Выбрать главу

— Зафиксирован полный системный коллапс управляющей матрицы Ядра, — в голосе Искры не было ни капли эмоций. — Цель достигнута. Анализ эффективности… неудовлетворительный. Потери превысили прогнозируемые.

Глядя на безжизненное тело парня у разбитой консоли, я не чувствовал ничего. Ни злости, ни горя. Только оглушающую, выпотрошенную пустоту. Этот гений, этот идиот, этот предатель и спаситель только что заплатил своей жизнью за мою ошибку, за свою ошибку, за ошибку этого проклятого мира. Он не просто умер. Он забрал с собой всю эту адскую машину.

Пустота. Не та, что голодно выла в кишках, требуя жратвы. Другая. Тихая, гулкая, как в заброшенном цеху, где сквозь выбитые окна ветер гоняет по бетонному полу пыль и старые газеты. Елисей лежал у разбитой консоли, и его дурацкая, умиротворенная улыбка въелась мне в мозг, как ржавчина в металл. При взгляде на него в голове становилось стерильно: ни мыслей, ни планов, ни сарказма. Лишь гулкий сквозняк.

Вся эта проклятая гора, этот ледяной «Титаник», тонула в тишине. Гул умирающего Ядра стих, адепты обратились в прах, а я стоял посреди кладбища надежд, опираясь на чужой меч и пытаясь понять, что дальше. А дальше, как оказалось, был он.

Кассиан.

Все еще стоя на коленях, он прекратил агонизировать. Связь с Ядром оборвалась, и он, подобно компьютеру, отключенному от сети, замер. Его тело перестало мерцать, обретя наконец плотность. Медленно, с усилием, будто суставы не двигались тысячи лет, он поднялся на ноги. Его безупречную до этого маску покрыла сеть мелких трещин, из которых сочился едва заметный сизый дымок. Он был сломлен. Не только его система — его воля, его главный ресурс, дала трещину. Впервые за тысячи лет он оказался один.

Его взгляд скользнул по телу Елисея, по праху адептов, по треснувшему, умирающему Ядру. В его неподвижной фигуре читалось недоумение — недоумение бога, который только что обнаружил, что его вселенная может существовать и без него. И, кажется, ей так даже лучше.

А потом он поднял голову, и в мертвой тишине зала наши взгляды столкнулись.

Пустота не ушла. Она просто начала менять температуру. Из ледяной, безразличной, она становилась горячей, как доменный цех. И в тот миг, когда он посмотрел на меня, она взорвалась раскаленной лавой ярости.

Вся боль, усталость и горечь от потерь, которые я так старательно заталкивал в самый дальний угол сознания, хлынули наружу. Перед глазами пронеслись все: Ратмир с его последним, торжествующим ревом; Арина, растворяющаяся в столбе золотого света; Елисей с его виноватой, прощальной улыбкой. Они все были здесь, в этом зале, в отголосках их последних слов, в тяжести меча в моей руке.

А он стоял и смотрел. Убийца. Причина. Корень всего этого дерьма. Ходячий памятник собственной боли, который решил, что имеет право лечить мир, ампутируя у него душу.

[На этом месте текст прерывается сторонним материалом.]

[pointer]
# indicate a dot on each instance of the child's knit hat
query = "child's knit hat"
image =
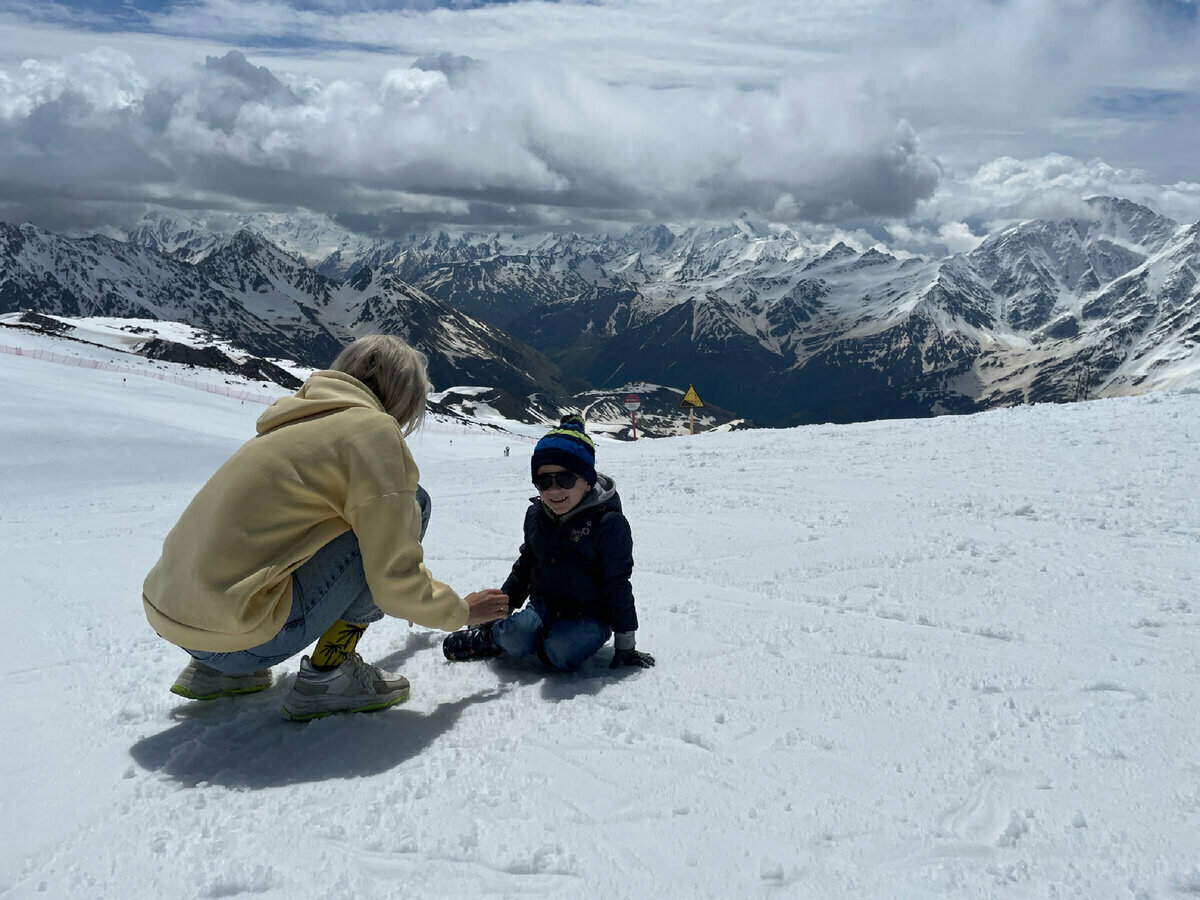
(568, 445)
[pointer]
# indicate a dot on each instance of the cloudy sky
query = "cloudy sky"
(933, 119)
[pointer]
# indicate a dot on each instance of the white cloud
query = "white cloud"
(935, 115)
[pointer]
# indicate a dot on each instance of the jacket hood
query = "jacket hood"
(604, 491)
(325, 391)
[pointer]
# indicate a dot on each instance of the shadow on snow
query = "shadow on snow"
(244, 742)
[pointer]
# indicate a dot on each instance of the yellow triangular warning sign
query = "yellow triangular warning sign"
(690, 399)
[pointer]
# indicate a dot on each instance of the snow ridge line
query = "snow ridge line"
(220, 390)
(81, 363)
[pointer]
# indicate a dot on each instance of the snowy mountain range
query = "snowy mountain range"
(249, 291)
(762, 322)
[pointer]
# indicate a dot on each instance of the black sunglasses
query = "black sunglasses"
(563, 479)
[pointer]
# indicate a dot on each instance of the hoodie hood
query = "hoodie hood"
(325, 391)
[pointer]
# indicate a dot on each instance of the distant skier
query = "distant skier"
(311, 532)
(574, 567)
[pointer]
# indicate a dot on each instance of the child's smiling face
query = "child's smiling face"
(561, 501)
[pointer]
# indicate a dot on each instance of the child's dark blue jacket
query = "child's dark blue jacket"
(579, 564)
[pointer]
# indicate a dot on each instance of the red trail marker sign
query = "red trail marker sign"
(633, 403)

— Анализ: уровень адреналина превышает норму на 412%. Риск разрыва сердечной мышцы. Физические показатели оппонента падают… — сухой, бесстрастный голос Искры в голове превратился в фоновый шум.

Я выпрямился с хрустом костей в спине. Меч Ратмира, до этого неподъемный, вдруг стал легким, как перышко. Перехватив его обеими руками, я почувствовал, как сталь в моих ладонях загудела, отзываясь на ярость.

— Ну что, философ, — прорычал я чужим, низким, полным скрежещущего гравия голосом. — Помнишь, ты говорил про боль? Кажется, сейчас у тебя будет практическое занятие.

Кассиан молчал, но его фигура напряглась. Он собирал остатки сил. Его система, броня, божественное безразличие — все рассыпалось в прах. Остался только он. И я. Лицом к лицу.

— Они верили в меня, ублюдок, — продолжал я, делая шаг вперед, и каждый шаг отдавался гулким эхом в мертвой тишине. — Этот твердолобый солдат верил, что я не сверну. Эта девчонка верила, что я найду выход. Даже этот парень, — я кивнул в сторону тела Елисея, — в последний момент поверил, что я смогу закончить то, что он начал. Они все поставили на меня. А ты… ты забрал их у меня.

Я не угрожал. Я выносил приговор.

Он медленно поднял руку, и в его ладони начал формироваться клинок из черного, как сама ночь, льда. Меньше, тусклее, чем раньше. Аварийный режим. Последний патрон в обойме.

— Хаос… должен быть… искоренен, — прохрипел он уже без божественной уверенности, с одним лишь упрямством фанатика.